Image quality and variability estimates during free-breathing and failed breath-hold conditions are shown in Figure 3 along with representative T2* maps. In Cartesian T2* maps, the liver CoVs was statistically larger during free-breathing than breath-hold (p=0.04) and the myocardial CoVs was statistically larger during free-breathing (p=0.008) and incomplete breath-holding (p=0.002) than breath-hold scans. However, there was no statistical pairwise difference in liver or myocardial CoVs in free-breathing or incomplete breath-holding compared to breath-hold values (all above p>0.05) (Table 2).

Figure 3:

Figure 3:

In two representative subjects, gated Cartesian and time-averaged rosette individual echo (TE=7.6, gray scale) and T2* maps, with image quality scores below each map, are shown under three different breathing conditions: breath-hold, free-breathing and failed breath-holding. Diffuse motion-induced aliasing artifacts in individual echoes (white arrows), produce large data corrupting artifacts in gated Cartesian T2* maps (white arrows). Conversely, rosette reconstructions are largely immune to these artifacts and excellent global image quality and myocardium-blood pool delineation is seen in all images.

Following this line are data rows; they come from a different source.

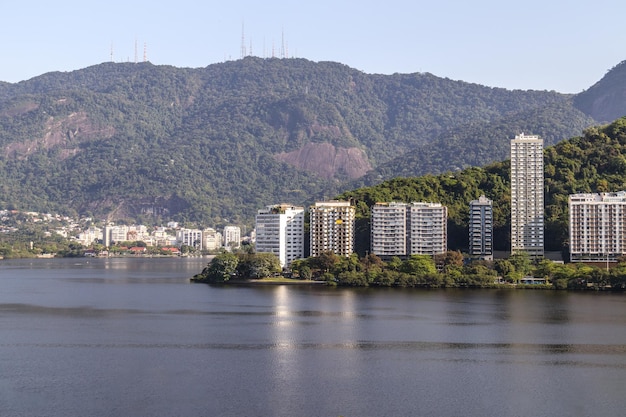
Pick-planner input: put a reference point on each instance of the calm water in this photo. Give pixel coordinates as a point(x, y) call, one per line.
point(131, 337)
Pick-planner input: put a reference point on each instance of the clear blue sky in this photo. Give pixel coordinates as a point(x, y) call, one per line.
point(534, 44)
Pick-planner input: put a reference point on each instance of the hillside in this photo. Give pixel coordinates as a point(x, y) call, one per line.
point(594, 162)
point(214, 144)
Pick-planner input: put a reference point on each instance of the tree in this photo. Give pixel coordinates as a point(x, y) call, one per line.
point(221, 268)
point(258, 265)
point(305, 273)
point(419, 265)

Additionally, in the liver, the average error in T2* induced by the breathing motion was not statistically different from breath-holding for free breathing (p=0.20) or for incomplete breath-holding scans (p=0.20). However, in the heart, the average error in T2* from breathing motion was larger in free-breathing Cartesian (p=0.006) and incomplete breath-holding Cartesian (p=0.03) than rosette scans (Table 2).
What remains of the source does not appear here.